Because this has long been the running joke in all mommy platforms of any kind, we tend to shut down as soon as we hear the words “you should” come out of the mouth of anyone who doesn’t have letters behind his or her name. But here’s the thing. When we close ourselves off altogether, we miss out on some fantastic pieces of advice. They may be as few and far between as a leprechaun riding a unicorn to a picnic with Bigfoot, but they really are out there. And they have the potential to change your #momlife.

Here are a few pieces of the best Mom Advice I’ve ever received.

You can change your mind.

No two kids are the same. They could be identical twins and still require completely different parenting strategies. Just because something worked perfectly for your first child, there is no guarantee that your carefully curated schedules and routines will work at all with your second baby. And that’s okay. 

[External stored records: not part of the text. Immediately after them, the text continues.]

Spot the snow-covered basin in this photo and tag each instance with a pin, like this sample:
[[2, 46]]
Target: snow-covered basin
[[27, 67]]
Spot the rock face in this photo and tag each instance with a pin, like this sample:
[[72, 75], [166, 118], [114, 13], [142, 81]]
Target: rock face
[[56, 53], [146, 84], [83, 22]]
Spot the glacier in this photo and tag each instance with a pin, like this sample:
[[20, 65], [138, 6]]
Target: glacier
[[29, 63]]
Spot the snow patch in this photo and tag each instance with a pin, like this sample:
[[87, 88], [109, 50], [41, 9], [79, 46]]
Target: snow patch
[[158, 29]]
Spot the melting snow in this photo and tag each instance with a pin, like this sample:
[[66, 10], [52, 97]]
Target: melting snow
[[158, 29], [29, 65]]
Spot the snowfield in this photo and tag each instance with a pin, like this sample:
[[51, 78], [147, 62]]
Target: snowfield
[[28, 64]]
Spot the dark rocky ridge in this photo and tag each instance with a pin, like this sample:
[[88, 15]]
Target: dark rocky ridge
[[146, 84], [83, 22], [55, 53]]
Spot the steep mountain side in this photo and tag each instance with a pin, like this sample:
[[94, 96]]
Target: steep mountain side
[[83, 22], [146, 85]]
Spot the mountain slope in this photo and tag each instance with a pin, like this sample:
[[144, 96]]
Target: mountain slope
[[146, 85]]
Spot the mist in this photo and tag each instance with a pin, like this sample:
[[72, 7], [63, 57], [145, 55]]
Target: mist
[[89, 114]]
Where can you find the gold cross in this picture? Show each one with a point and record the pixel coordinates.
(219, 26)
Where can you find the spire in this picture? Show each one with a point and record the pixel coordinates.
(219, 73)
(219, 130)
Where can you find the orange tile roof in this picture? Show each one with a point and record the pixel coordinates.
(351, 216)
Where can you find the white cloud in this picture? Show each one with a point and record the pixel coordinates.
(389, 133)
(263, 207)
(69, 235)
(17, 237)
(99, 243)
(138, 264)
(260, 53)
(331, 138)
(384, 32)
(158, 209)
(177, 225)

Also? Just because something worked perfectly for your child last year, there is no guarantee that it will work well for that same child the next year. And that’s okay. 

First Mom Advice Shout Out goes to my friend, Jenny, for that time she hugged me through my frustrated tears and said, “Re-evaluate each year for each kid.” It can apply to schools, sports, behavior techniques, daily routines, potty training, chore charts, whatever. You can change your mind.

Find your tribe.

When you’re in the trenches of motherhood, I know it can be overwhelming to even consider anything extra. The idea of making friends, meeting new people, or even leaving the house can make you want to cry. But mamas. When the walls start to close in on you, you haven’t had an adult conversation for weeks, and you realize that, yes, that smell is, in fact, your own hair, you know something has to give.

And it’s so worth it.

Mom Advice Shout Out #2 goes to my friend, Marnie, who gave me the gentle push I needed to get out of the house and find a tribe when she said, “No one has it all together. We’re all going through it. It helps so much to get out there with people who truly get it.”

We are a sisterhood of sleep-deprived hot messes who are really just flying by the seats of our pants. Embrace it. Community has the potential to be a game changer. If you need to ease into it, try finding an online village first. But set that goal to get out of the house and laugh with your fellow pants-fliers. Find your tribe.

Do one thing each day that cannot be undone.

Oh man. This is a big one. Those adorable little sanity-suckers can make it feel like one day just bleeds right into the next. It’s easy to lose all sense of time and purpose when your entire existence revolves around wiping noses and butts and feeding them another snack and sleep schedules and bath routines.

Mom Advice Shout Out #3 goes to my oh-so-wise friend, Missy, who said, “Try to do one thing each day that can’t be undone.”

The laundry basket is never empty for more than five minutes. The sink is never empty for more than two minutes. The floor is never clean for more than ten seconds. We spend most of our days doing the things that will need to be redone and redone and then done again. It can feel like we’re on a hamster wheel of torture.

Reclaim a sense of accomplishment by finding just one thing each day that cannot be undone. Read a chapter of a great book. Paint that project you’ve been putting off. Journal. Create something with your hands or your brain. Consider it self-care and rest assured that it is absolutely in the best interest of your family.